Every new administration should be permitted to choose its leadership. Joe Biden will not inherit Donald Trump’s staff or cabinet (and rightly so). Staff needs to be beholden to the administration it serves. Make no mistake, the three newly-elected commissioners Kruse, Satcher and myself are a clear message from voters that it’s time for a change. There needs to be a new way of running government, with conservative solutions to decades' old problems.
I find our current county administrator (Cheri Coryea) to be a good person. However, she has been in government for over 30 years and she has been a cheerleader for the tax hikes, for the new departments, for additional staff positions; for the massive spending spikes and for the lack of results in improvements to traffic congestion, localized flooding and water quality — especially in my district. I do appreciate and applaud her service but it’s time this new board, which is heading in a new direction, have someone at the helm that believes in a conservative ideology. The current administrator is not that person.
Many have become emotional over my motion to get our county staff on board with our new, more conservative tact. Names have been called. Insults have been hurled. This is not an emotional decision. Governing should never be based on emotional decision making. Governing should be about data and serving the people. In that vein, it is time our county staff better reflects the board it serves and that means a new leader at the helm.

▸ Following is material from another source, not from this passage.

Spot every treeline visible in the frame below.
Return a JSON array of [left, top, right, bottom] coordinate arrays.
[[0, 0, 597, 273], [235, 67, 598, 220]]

I hope this explanation will help everyone to better understand how I came to this decision. I also hope that a calm presence and demeanor will help to restore civility and proper decorum during meetings. Voters have spoken and it is time we as leaders carry out their wishes.
Kevin Van Ostenbridge
Manatee County Commissioner (District 3)
Lakewood Ranch in danger of becoming a parking lot
I read Jay Heater's column in the Observer (Dec. 3). I don't know what Cheri Coryea's record looks like as Manatee County Administrator, but I must tell you, as new residents, and voters, of Lakewood Ranch — and I think I speak for many — we are absolutely thrilled to have Vanessa Baugh fighting for her constituents, and not for the special interests of deep pocket commercial developers.
It is an absolute disgrace that the folks over at GreyHawk Landing have had to shell out hard-earned money for legal representation, in order to fight the proposed Cox Chevrolet lot from being dumped right in their backyard. We have a similar situation facing us at Savanna.
Any commissioner, or administrator, who is intent on turning Lakewood Ranch into Route 41, with no regard for the lives of the families they will be affected, should go right ahead and approve everything that has to do with commercial rezoning so that Lakewood Ranch can turn into a nice, big mall parking lot.
Get involved with neighbors in need
I am sure all of us are ready for 2020 to pass. Who would have thought this time last year that we would be part of this worldwide pandemic?
We all have watched our friends struggling with kids not in school, isolation from friends and family, family or friends ill from COVID-19, hours cut at work, loss of a job, or elderly losing their job used to supplement Social Security to cover food or prescription drugs or because they can’t afford daycare. Others wonder how they are going to pay their car payments, mortgage or rent. This is a reality now.
I have communicated with many that I never would have guessed would be in dire need of help. Manatee County citizens care and now is the time to show it. Call that friend or acquaintance and ask them what they need, offer to help with the light bill, gas, groceries, cutting their lawn if you noticed the lawn service comes no more. It’s the little things that make a difference.
There is help from the Federal CARES Act for some of the issues where you can call Manatee County's 311 number. Those who want to help should ask where they can send contributions for food drives, animal food (for those getting ready to turn their animal in because they can’t afford to feed family and pets), utilities or medicine. If you can help someone personally, now is the time.
You can make a difference in someone’s life during a terrible time for all.